How can someone who does not know me, when her family and livelihood were all at risk, make it a priority to ensure that two scared and naive Oregon girls arrived at their destinations safely? Now that is the spirit of The South. But this isn’t only my story, there are thousands more like mine. The media often portrayed black people as looters and thieves instead of focusing on the hospitality and spirit that continued after the hurricane such as civilians rescuing folks with city and school buses or those that went from door to door helping get the molded items out of folks’ homes so that their health wouldn’t be further compromised. Food trucks arrived at front doors with rice, beans, and water. People who had cell phones were going around allowing folks to call and check on their loved ones. Restaurants were cutting their prices in half. There were mission trips put together to help rebuild their homes. Civilians did more rescuing and recovery work before the authorities arrived and even after their arrival.

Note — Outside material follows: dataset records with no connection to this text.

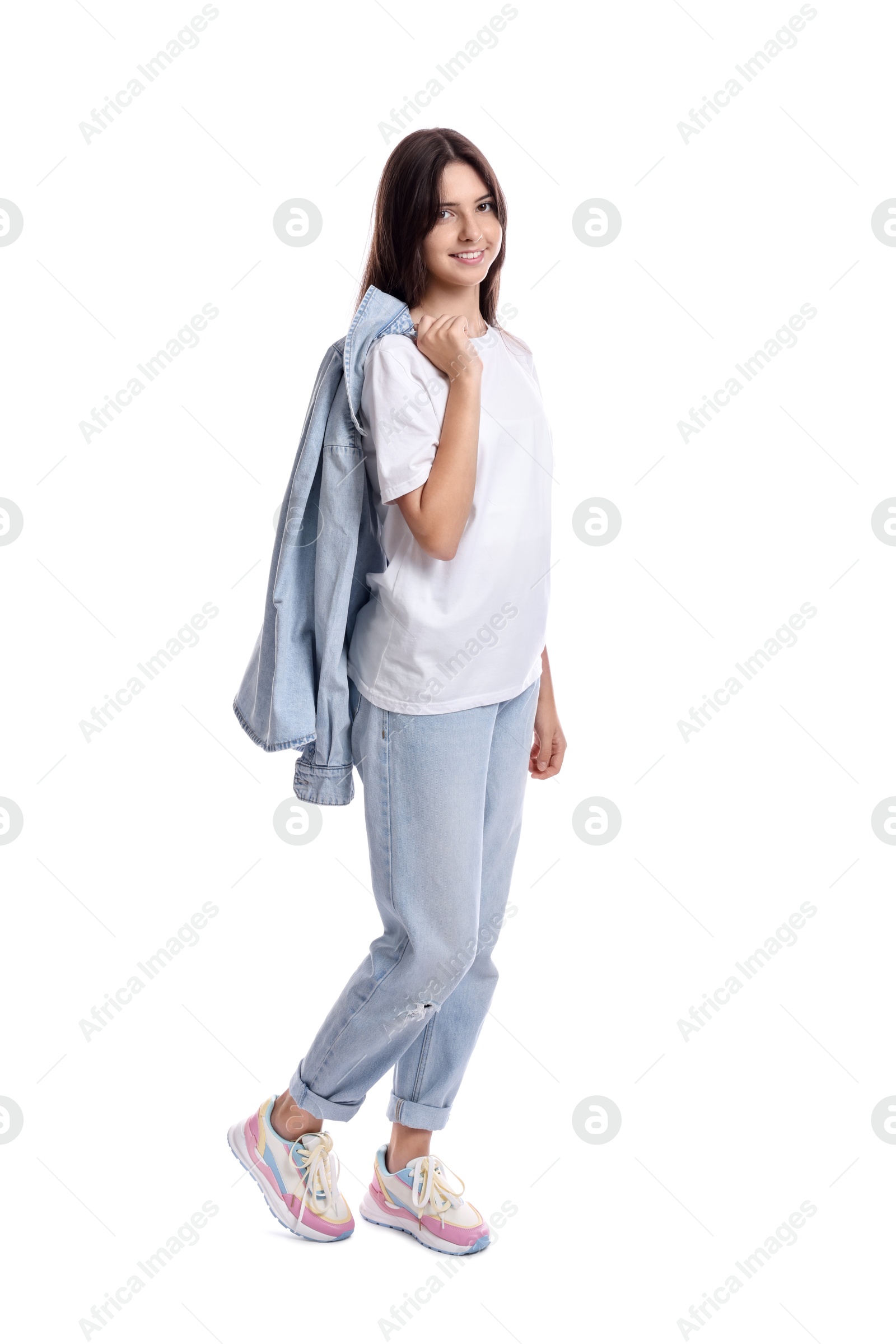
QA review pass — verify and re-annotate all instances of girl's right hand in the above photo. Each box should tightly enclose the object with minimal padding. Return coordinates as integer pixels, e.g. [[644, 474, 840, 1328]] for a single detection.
[[417, 313, 482, 382]]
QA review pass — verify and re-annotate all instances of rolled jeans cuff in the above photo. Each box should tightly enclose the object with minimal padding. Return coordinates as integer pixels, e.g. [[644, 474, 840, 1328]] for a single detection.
[[385, 1092, 451, 1129], [289, 1064, 361, 1119]]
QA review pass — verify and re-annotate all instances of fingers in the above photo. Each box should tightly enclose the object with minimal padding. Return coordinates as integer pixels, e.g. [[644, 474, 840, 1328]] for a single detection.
[[529, 732, 567, 779]]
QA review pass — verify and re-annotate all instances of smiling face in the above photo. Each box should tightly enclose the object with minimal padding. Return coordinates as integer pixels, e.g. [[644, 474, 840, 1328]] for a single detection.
[[423, 161, 502, 286]]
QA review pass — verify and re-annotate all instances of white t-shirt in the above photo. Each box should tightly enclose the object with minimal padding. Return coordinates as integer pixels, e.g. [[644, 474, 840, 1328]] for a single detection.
[[348, 327, 553, 714]]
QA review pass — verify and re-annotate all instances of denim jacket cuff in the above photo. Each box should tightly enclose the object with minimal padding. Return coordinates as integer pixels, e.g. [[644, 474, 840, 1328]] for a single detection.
[[293, 757, 354, 808]]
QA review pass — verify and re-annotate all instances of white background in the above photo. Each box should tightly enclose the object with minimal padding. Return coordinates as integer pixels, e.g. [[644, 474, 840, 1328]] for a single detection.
[[0, 0, 896, 1344]]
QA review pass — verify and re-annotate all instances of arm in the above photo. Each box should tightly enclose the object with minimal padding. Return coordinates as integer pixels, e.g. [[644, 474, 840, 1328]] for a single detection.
[[395, 316, 482, 560], [529, 648, 567, 779]]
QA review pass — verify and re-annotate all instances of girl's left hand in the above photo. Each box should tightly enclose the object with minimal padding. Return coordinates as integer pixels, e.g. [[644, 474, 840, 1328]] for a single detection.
[[529, 703, 567, 779]]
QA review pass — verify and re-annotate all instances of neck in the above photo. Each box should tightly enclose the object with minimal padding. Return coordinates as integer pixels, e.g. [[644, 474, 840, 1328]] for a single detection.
[[411, 277, 486, 336]]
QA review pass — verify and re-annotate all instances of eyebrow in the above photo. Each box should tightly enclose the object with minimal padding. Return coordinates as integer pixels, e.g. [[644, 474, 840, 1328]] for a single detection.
[[439, 191, 494, 210]]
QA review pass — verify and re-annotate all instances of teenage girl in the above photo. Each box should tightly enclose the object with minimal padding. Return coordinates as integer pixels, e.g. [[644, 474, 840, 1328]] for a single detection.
[[228, 128, 566, 1255]]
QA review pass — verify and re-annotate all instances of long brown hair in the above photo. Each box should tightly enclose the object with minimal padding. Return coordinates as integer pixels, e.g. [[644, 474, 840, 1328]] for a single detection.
[[354, 127, 506, 327]]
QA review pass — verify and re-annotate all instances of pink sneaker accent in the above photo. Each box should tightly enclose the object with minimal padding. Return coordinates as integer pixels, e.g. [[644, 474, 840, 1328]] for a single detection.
[[227, 1097, 354, 1242], [361, 1145, 492, 1255]]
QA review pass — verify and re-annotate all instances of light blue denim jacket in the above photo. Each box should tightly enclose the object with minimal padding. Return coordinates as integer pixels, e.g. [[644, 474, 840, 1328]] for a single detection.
[[234, 285, 414, 805]]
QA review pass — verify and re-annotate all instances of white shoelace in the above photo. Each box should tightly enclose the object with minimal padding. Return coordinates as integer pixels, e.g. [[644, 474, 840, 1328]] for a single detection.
[[411, 1153, 465, 1226], [289, 1133, 340, 1223]]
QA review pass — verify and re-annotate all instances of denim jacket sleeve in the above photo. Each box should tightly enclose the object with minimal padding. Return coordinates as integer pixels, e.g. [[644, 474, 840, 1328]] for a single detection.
[[234, 341, 384, 805], [234, 285, 414, 806]]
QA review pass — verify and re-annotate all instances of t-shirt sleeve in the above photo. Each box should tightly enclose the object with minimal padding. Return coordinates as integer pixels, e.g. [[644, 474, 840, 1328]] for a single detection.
[[511, 336, 542, 391], [361, 336, 446, 504]]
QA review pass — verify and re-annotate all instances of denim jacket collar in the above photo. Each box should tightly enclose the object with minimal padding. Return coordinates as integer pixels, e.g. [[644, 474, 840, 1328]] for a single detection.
[[343, 285, 414, 434]]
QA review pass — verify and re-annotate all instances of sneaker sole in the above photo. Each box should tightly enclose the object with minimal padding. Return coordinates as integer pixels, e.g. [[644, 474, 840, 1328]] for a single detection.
[[227, 1121, 354, 1242], [358, 1191, 492, 1255]]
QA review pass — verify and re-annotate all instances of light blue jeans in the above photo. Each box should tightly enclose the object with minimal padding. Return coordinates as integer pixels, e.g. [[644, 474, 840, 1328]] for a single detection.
[[289, 680, 539, 1129]]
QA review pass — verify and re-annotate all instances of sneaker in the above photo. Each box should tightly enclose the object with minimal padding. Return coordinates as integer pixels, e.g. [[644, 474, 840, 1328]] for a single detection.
[[227, 1095, 354, 1242], [361, 1144, 492, 1255]]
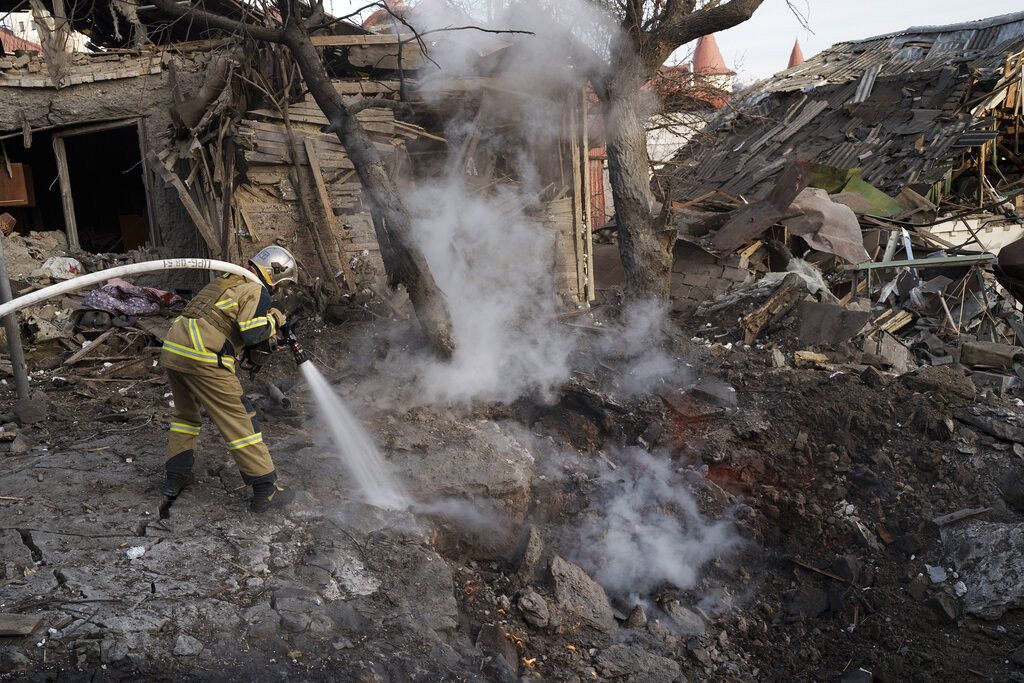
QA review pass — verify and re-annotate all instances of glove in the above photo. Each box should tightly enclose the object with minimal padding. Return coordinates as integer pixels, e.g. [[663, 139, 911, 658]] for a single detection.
[[266, 308, 286, 330]]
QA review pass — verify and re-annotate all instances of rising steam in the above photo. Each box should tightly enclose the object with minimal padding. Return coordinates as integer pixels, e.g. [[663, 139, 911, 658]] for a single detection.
[[572, 449, 740, 596]]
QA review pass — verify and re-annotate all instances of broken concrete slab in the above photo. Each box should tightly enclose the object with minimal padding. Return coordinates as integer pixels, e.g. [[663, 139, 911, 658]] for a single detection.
[[971, 370, 1019, 396], [0, 612, 43, 636], [955, 405, 1024, 443], [941, 521, 1024, 620], [384, 420, 535, 520], [550, 555, 615, 633], [690, 378, 738, 408], [797, 301, 871, 346], [13, 391, 49, 425], [861, 332, 918, 375], [516, 588, 551, 629], [662, 600, 708, 636], [597, 644, 680, 683], [959, 341, 1024, 370]]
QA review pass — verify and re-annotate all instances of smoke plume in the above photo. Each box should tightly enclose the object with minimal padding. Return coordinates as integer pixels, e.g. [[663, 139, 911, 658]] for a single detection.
[[572, 449, 740, 596], [378, 0, 613, 401]]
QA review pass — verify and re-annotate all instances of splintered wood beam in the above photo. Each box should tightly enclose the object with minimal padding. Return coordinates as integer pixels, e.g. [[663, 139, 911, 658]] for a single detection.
[[150, 153, 220, 254], [303, 137, 355, 292], [740, 272, 807, 344], [309, 34, 416, 47]]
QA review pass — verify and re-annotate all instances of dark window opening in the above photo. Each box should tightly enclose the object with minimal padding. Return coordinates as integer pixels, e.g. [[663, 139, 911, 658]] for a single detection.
[[0, 124, 151, 253], [0, 133, 65, 234], [65, 125, 150, 253]]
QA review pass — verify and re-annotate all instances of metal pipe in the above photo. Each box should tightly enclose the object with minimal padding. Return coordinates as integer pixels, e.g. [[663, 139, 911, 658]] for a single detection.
[[0, 239, 29, 398], [0, 258, 260, 316]]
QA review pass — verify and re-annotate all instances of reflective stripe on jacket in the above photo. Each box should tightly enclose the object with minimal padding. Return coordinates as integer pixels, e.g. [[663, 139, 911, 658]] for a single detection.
[[160, 274, 278, 374]]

As you can see, our experiences greatly differed from how the media portrayed this tragic occurrence by lacking to represent the true compassion, resilience, and soul of Louisiana and The South. Throughout Hurricane Katrina, from the evacuation process to finding out that we would go back to the devastation we still kept our spirits because we did go back to something.
Katrina “Tried It”
In January 2006, we received notice that we could come back to get any items that were safe and not destroyed from the hurricane. A caseworker that I had from age 11 to 18, reached out to a friend that she knew lived in Louisiana and told her my story. My caseworker told me that her friend’s neighborhood received heavy rain but not much damage beyond that. The next day, I received a call from her friend saying that if I wanted to come to Louisiana to salvage my belongings that she could put me up in a hotel that was open and nearest to the university that I attended. She flew me out, picked me up from the airport, took me to the school to get my most important items, which were my photo albums and jewelry passed down to me from my grandma, fed me, and gave me money for a cab to the airport for my departure the next day. I am grateful that I had the opportunity and was given the resources and support to retrieve my most sentimental and priceless possessions (because most people did not). Yet, to feel the essence and heart of Louisiana when I went back was the greatest feeling of all. Louisiana didn’t skip a beat. Katrina came in full force and with all of her might, destroying everything in her path, tried to break the soul of the people there and failed. It was as if the trauma and loss we all endured made folks unite in strength and numbers. We got through that time by reminding ourselves that we were all in this together—our determination to prevail and rebuild what Katrina had taken from us. I refer to that time as a beautiful struggle.
*To “spill the tea” is a southern phrase that means to share gossip.